He smiled at me. “You talked Mina’s dad into coming.”

“I know.”

“I would have just let it go. But you didn’t. You were right about that one.”

“Right about something. At last.”

“All right, let’s head home.”

The night was soft and cool, with starlight on the river. In the car, it was dark except for the colored dashboard lights that reflected on Patrick’s skin. The radio mumbled too softly to hear. We talked in short bursts about parts of the concert, then fell into long silences. The wide fields, the noble silhouettes of dead trees, the clear starry sky, the magical dark, and us speeding through it to my home.

He pulled up in the driveway but didn’t turn off the car. He was going to make me ask.

“Will you come in?” I said.

“Are you sure you want me to?”

I was glad it was dark so he couldn’t see me blush. “Oh, yes.”
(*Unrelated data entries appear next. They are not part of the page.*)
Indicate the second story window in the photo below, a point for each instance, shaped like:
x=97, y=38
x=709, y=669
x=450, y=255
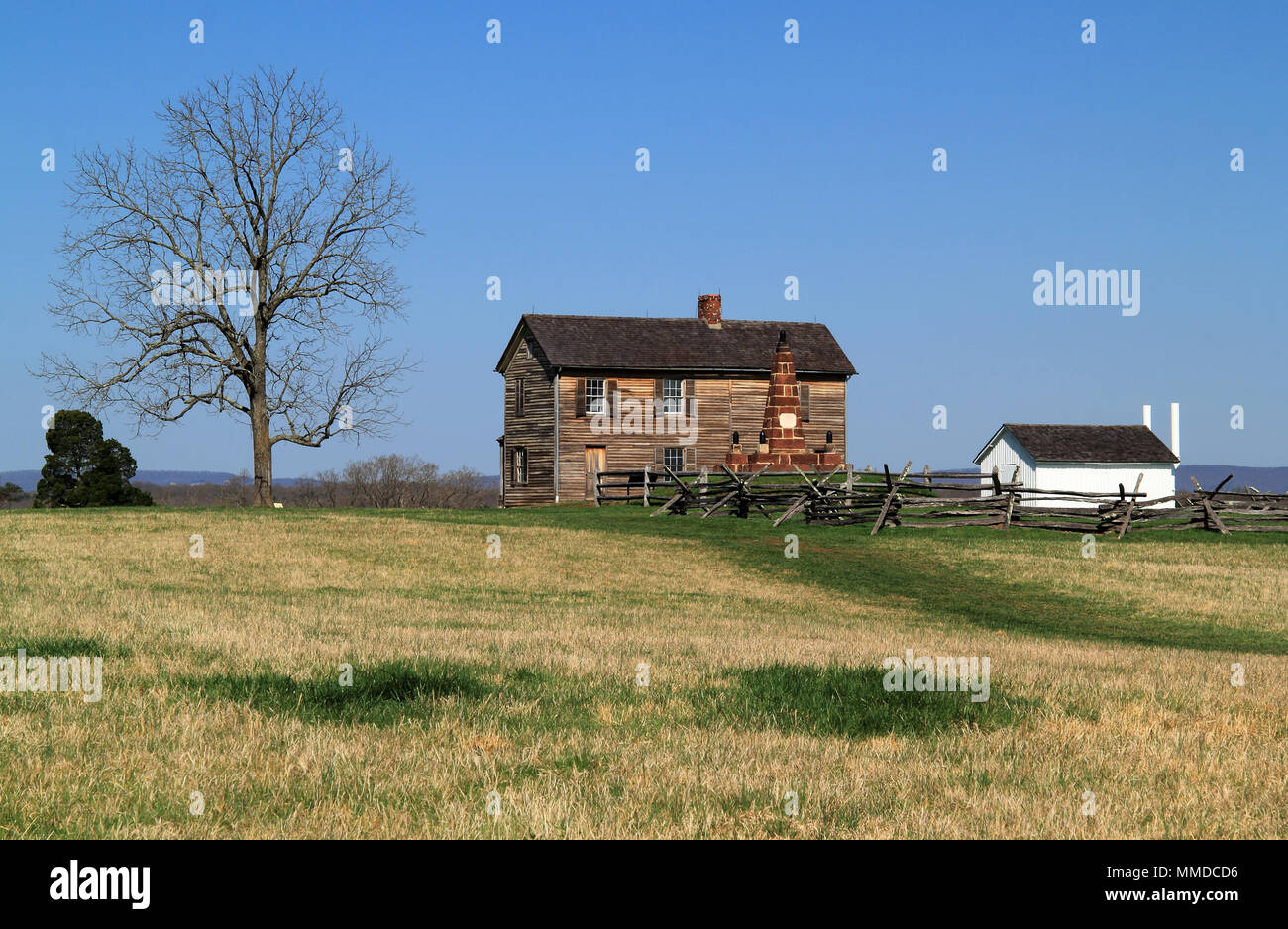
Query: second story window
x=595, y=395
x=673, y=395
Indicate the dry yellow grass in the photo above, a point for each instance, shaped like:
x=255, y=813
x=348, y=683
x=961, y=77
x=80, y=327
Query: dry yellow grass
x=1168, y=747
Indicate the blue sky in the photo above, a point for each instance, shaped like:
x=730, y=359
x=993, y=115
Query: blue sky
x=767, y=159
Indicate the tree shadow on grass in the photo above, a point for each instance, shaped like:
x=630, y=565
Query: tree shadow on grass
x=387, y=692
x=381, y=693
x=62, y=646
x=853, y=702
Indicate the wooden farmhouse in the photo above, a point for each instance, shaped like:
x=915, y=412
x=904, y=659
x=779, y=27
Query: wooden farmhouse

He cut the engine, and we got out and walked to the front door. Closed it behind us. I was in his arms before I’d taken breath. His lips on mine were firm and warm. I wrapped my
arms around his neck, and we kissed like teenagers. His hand crept up to stroke my breast, and my skin seemed to turn to liquid.

“Upstairs,” I said.

“Upstairs,” he answered.

I woke, and the birds were there. Calling and singing and chirping, as rowdy as ever. I opened my eyes and saw Patrick, still asleep. His pale, bare shoulder above the sheets. Patrick, naked in my bed. I could have swooned all over again.

I watched him for a while, and eventually, his eyelids flickered. I snuggled against him and kissed his shoulder.

“Good morning,” he said softly, his fingers in my hair.

“Yesterday’s surprise,” I said.

We lay like that for a while, twined around each other, listening to the noisy birds.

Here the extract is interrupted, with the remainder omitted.